TheCorporateCounsel.net

September 2, 2008

With Much Applause: DOJ Revises Attorney-Client Privilege Guidelines

Last Thursday, the DOJ released a new set of guidelines regarding how it would charge companies. The new guidelines are effective immediately and they revoke earlier – and heavily criticized – guidelines issued under then-Deputy Attorney General Larry Thompson, which were then subsequently revised by then-Deputy Attorney General Paul McNulty. Here is the DOJ press release – and remarks from Deputy Attorney General Mark Filip.

The new guidelines parallel the legislative proposals contained in the reborn “Attorney-Client Privilege Protection Act of 2008,” which has passed in the House and pending in the Senate. So we ponder the big question: whether the new guidance sufficently protects the attorney-client privilege and work product protection, or whether congressional legislation is still desirable?

Apparently, the sponsor of the legislation thinks so. Sen. Arlen Specter issued a statement Thursday that says: “The revised guidelines are a step in the right direction but they leave many problems unresolved so that legislation will still be necessary. For example, there is no change in the benefit to corporations to waive the privilege by giving facts obtained by the corporate attorneys from the individuals in order to escape prosecution or to have a deferred prosecution agreement. The new guidelines expressly encourage corporations to comply with the waiver and disclosure programs of other agencies including the SEC and EPA. Legislation, of course, would bind all federal agencies and could not be changed except by an Act of Congress.”

Potential Ramifications for Tandy Language?

In his statement approving the DOJ’s actions, ABA President Thomas Wells noted that the SEC was among the agencies with policies that pressure companies to waive their legal privileges. Others have expressed the same sentiment.
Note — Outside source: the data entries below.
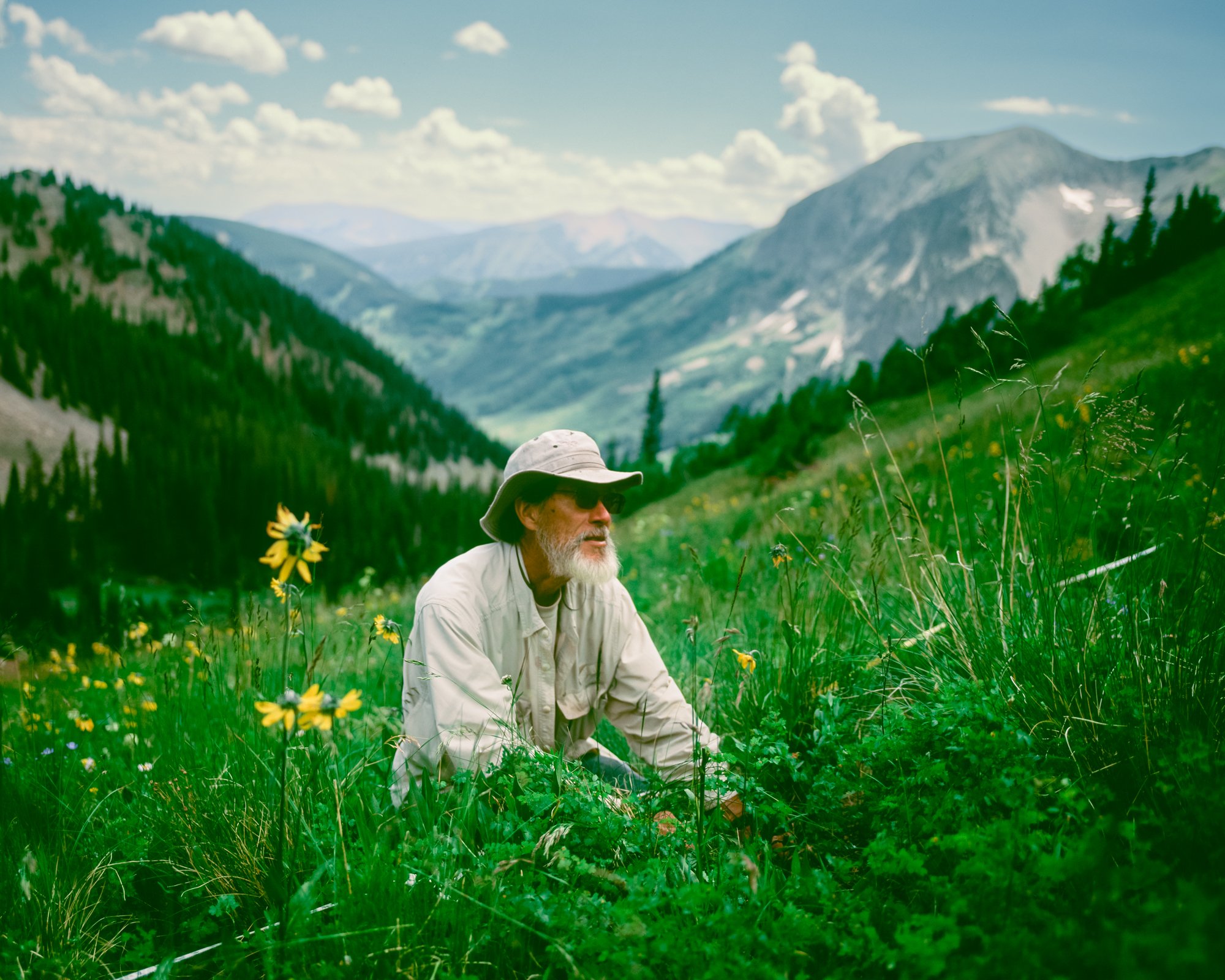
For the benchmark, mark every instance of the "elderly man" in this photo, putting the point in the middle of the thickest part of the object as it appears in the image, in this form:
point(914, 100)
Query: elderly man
point(535, 639)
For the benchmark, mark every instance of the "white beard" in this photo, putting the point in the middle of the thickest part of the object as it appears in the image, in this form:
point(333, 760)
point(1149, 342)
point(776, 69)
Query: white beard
point(567, 559)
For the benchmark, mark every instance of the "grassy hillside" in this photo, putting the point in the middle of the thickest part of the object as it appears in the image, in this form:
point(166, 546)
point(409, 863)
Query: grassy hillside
point(960, 758)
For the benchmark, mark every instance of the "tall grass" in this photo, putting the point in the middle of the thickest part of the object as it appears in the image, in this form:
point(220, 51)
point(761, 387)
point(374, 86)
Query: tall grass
point(959, 758)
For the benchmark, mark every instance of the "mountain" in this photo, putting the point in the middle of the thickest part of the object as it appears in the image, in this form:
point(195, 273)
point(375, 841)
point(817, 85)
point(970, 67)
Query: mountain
point(160, 396)
point(346, 227)
point(847, 271)
point(549, 247)
point(578, 281)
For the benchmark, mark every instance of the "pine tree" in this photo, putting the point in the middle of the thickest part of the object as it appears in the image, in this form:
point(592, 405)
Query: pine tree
point(1140, 246)
point(652, 433)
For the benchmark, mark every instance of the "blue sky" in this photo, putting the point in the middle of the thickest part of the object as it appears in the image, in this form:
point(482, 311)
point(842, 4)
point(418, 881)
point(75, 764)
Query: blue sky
point(510, 111)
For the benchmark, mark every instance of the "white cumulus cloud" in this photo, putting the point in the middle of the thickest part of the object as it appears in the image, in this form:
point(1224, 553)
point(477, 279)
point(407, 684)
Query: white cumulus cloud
point(170, 150)
point(235, 39)
point(1030, 106)
point(374, 96)
point(839, 118)
point(37, 30)
point(287, 124)
point(70, 92)
point(482, 39)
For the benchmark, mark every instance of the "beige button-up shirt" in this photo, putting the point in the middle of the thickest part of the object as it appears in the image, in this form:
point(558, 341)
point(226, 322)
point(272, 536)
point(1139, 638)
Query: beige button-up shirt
point(483, 673)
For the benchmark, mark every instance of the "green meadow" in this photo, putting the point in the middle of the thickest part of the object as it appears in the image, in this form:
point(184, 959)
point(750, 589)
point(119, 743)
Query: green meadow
point(973, 738)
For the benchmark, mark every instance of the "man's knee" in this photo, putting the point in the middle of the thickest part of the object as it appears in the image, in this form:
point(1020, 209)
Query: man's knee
point(613, 771)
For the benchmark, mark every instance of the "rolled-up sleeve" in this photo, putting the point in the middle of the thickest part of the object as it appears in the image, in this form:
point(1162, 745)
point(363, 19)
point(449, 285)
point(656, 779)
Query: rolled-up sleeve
point(458, 711)
point(650, 710)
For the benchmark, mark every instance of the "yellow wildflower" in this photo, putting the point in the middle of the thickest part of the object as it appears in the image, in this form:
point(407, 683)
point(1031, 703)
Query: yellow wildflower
point(287, 709)
point(386, 629)
point(331, 709)
point(295, 546)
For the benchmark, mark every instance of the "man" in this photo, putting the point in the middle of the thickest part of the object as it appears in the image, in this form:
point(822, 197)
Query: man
point(535, 639)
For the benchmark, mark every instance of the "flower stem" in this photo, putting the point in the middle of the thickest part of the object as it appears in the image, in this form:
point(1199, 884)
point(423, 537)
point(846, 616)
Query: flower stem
point(284, 886)
point(285, 645)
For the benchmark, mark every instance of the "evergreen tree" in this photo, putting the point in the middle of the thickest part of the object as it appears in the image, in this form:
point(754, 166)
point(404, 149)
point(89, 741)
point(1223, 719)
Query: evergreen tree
point(652, 433)
point(1140, 244)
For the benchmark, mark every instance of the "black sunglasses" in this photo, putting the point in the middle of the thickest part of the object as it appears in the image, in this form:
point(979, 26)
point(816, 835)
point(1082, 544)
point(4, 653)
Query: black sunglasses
point(589, 497)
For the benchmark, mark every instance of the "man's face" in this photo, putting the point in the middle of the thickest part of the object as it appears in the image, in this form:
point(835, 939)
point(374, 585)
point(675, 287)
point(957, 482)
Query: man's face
point(578, 541)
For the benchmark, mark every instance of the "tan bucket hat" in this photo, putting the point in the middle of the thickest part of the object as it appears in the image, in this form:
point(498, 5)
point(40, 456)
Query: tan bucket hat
point(558, 454)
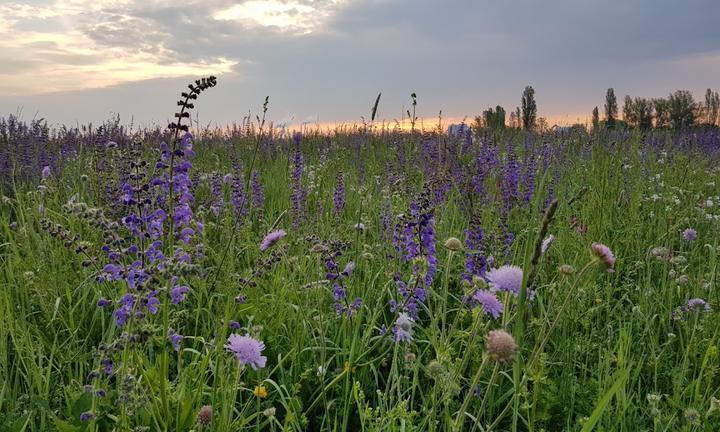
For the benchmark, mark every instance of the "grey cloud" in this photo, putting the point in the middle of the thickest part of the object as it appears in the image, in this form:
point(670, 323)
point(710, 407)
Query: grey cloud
point(458, 55)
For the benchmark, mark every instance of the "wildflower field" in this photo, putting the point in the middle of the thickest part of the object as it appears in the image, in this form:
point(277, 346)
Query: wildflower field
point(368, 279)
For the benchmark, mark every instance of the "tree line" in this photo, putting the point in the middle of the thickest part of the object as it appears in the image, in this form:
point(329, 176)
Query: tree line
point(679, 110)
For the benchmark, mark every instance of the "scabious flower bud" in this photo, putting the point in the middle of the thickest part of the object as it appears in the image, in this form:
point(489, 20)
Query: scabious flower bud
point(500, 346)
point(453, 244)
point(566, 269)
point(205, 415)
point(605, 254)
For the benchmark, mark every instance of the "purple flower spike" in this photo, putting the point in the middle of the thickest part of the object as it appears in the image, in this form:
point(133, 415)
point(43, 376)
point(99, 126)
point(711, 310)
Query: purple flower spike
point(271, 238)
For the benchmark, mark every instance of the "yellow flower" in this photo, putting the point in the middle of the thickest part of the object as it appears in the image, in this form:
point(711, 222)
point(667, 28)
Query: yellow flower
point(260, 392)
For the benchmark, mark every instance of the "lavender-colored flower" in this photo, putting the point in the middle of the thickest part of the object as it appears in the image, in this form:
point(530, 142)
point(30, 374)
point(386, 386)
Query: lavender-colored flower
point(247, 350)
point(507, 278)
point(103, 302)
point(271, 238)
point(697, 305)
point(174, 338)
point(298, 192)
point(339, 196)
point(605, 254)
point(403, 328)
point(177, 294)
point(689, 234)
point(489, 302)
point(475, 262)
point(257, 190)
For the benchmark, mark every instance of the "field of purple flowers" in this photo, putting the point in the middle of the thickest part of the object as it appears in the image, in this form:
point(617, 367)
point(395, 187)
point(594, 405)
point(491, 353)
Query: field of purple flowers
point(369, 279)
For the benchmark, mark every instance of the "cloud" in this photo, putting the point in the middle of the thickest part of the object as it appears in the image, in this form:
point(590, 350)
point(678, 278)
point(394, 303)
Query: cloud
point(330, 58)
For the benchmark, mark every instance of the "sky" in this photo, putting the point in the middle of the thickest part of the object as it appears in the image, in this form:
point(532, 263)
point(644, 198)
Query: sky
point(325, 61)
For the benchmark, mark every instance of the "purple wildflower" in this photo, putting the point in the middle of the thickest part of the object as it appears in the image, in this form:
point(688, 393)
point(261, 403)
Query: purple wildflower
point(507, 278)
point(339, 196)
point(298, 193)
point(247, 350)
point(177, 294)
point(475, 262)
point(174, 338)
point(698, 305)
point(257, 190)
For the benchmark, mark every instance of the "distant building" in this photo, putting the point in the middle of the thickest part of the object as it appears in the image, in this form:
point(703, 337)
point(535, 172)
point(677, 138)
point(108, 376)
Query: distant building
point(458, 130)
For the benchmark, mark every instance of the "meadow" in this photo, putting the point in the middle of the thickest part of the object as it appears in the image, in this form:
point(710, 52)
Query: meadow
point(364, 279)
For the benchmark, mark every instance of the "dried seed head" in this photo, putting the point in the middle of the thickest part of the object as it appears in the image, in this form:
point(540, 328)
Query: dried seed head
point(500, 346)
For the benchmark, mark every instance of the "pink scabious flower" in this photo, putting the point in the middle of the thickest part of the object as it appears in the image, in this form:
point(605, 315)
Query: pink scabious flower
point(271, 238)
point(507, 278)
point(605, 254)
point(689, 234)
point(247, 350)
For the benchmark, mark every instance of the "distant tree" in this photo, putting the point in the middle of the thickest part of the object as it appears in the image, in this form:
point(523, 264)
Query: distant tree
point(542, 124)
point(529, 107)
point(610, 108)
point(682, 109)
point(712, 107)
point(638, 112)
point(494, 119)
point(628, 114)
point(643, 112)
point(596, 118)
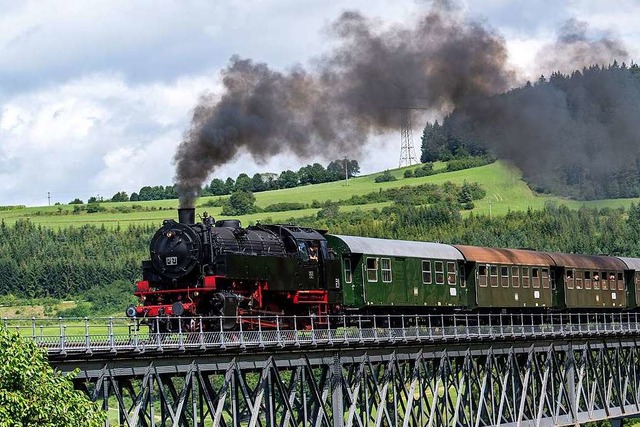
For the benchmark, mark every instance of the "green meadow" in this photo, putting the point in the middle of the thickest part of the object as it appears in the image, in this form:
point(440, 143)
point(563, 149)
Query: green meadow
point(505, 192)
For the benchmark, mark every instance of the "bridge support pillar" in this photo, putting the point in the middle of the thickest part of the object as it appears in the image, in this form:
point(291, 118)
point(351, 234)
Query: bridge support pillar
point(570, 381)
point(337, 397)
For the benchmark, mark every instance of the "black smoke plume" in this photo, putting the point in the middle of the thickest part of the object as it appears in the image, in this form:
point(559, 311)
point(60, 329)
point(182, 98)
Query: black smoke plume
point(576, 134)
point(438, 61)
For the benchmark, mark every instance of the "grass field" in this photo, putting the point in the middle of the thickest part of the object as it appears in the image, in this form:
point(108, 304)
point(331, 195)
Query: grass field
point(505, 192)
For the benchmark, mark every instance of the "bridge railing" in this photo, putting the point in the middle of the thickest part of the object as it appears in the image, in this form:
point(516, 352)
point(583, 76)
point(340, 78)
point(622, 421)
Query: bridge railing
point(65, 336)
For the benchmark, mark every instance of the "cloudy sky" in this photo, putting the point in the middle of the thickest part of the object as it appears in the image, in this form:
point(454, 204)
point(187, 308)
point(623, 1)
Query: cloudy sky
point(95, 96)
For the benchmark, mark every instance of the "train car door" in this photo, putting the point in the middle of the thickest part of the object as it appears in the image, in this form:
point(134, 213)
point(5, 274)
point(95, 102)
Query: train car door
point(309, 274)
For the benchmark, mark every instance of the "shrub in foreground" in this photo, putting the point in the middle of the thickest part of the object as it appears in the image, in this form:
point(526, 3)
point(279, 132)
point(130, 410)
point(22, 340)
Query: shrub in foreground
point(33, 394)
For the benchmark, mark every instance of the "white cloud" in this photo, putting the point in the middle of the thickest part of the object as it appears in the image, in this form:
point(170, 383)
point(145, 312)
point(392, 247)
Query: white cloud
point(94, 135)
point(95, 96)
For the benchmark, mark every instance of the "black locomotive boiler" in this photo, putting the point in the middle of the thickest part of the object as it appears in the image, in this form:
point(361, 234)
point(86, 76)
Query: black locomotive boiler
point(221, 269)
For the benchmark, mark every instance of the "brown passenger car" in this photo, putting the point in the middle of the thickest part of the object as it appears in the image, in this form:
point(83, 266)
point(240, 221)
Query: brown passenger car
point(509, 278)
point(588, 282)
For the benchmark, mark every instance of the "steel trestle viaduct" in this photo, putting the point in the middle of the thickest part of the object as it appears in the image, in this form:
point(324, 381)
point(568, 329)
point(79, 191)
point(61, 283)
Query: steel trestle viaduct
point(468, 371)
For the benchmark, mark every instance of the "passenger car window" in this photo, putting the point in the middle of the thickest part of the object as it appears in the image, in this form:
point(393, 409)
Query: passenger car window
point(426, 272)
point(439, 272)
point(385, 266)
point(451, 273)
point(372, 269)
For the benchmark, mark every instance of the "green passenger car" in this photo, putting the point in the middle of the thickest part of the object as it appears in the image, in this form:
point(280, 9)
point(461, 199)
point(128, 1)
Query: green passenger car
point(379, 273)
point(510, 278)
point(632, 281)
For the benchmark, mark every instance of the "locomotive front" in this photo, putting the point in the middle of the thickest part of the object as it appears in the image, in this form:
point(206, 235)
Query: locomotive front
point(220, 271)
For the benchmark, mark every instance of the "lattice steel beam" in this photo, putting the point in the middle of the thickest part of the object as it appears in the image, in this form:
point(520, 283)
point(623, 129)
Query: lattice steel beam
point(541, 384)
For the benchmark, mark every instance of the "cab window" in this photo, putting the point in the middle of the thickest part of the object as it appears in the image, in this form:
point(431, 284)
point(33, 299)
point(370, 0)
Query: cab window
point(302, 250)
point(348, 274)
In talking to Dave, I think what they are talking about is the SEC’s “cooperation” policies as articulated in the Seaboard case – but it does raise an interesting question about the Tandy language that companies are “required” to include in their comment letter responses. That language is asking the company to waive a potential defense basically in return for processing the filing – which isn’t much different from making things easier on a defendant on the enforcement side for waiving attorney-client privilege. Might this spell the end of Tandy language in comment letter responses?

2nd Circuit’s Decision: Advancement of Legal Fees Protected

By coincidence, the Second Circuit Court of Appeals rendered its decision in US v. Stein also on Thursday, upholding Judge Kaplan’s dismissal of the indictments against thirteen defendants. The Court of Appeals upheld Judge Kaplan’s ruling that the government deprived the defendants of their right to counsel under the Sixth Amendment by causing KPMG to place conditions on the advancement of legal fees to defendants-appellees, and to cap the fees and ultimately end them.

SEC Adopts Changes for Cross-Border Business Combinations, Exchange Offers and Rights Offerings

Last Wednesday, the SEC approved a host of changes to the exemptions for M&A transactions and rights offerings at an open Commission meeting; here are opening remarks from Tina Chalk of Corp Fin. On our “DealLawyers.com Blog,” we posted a summary of these changes last week.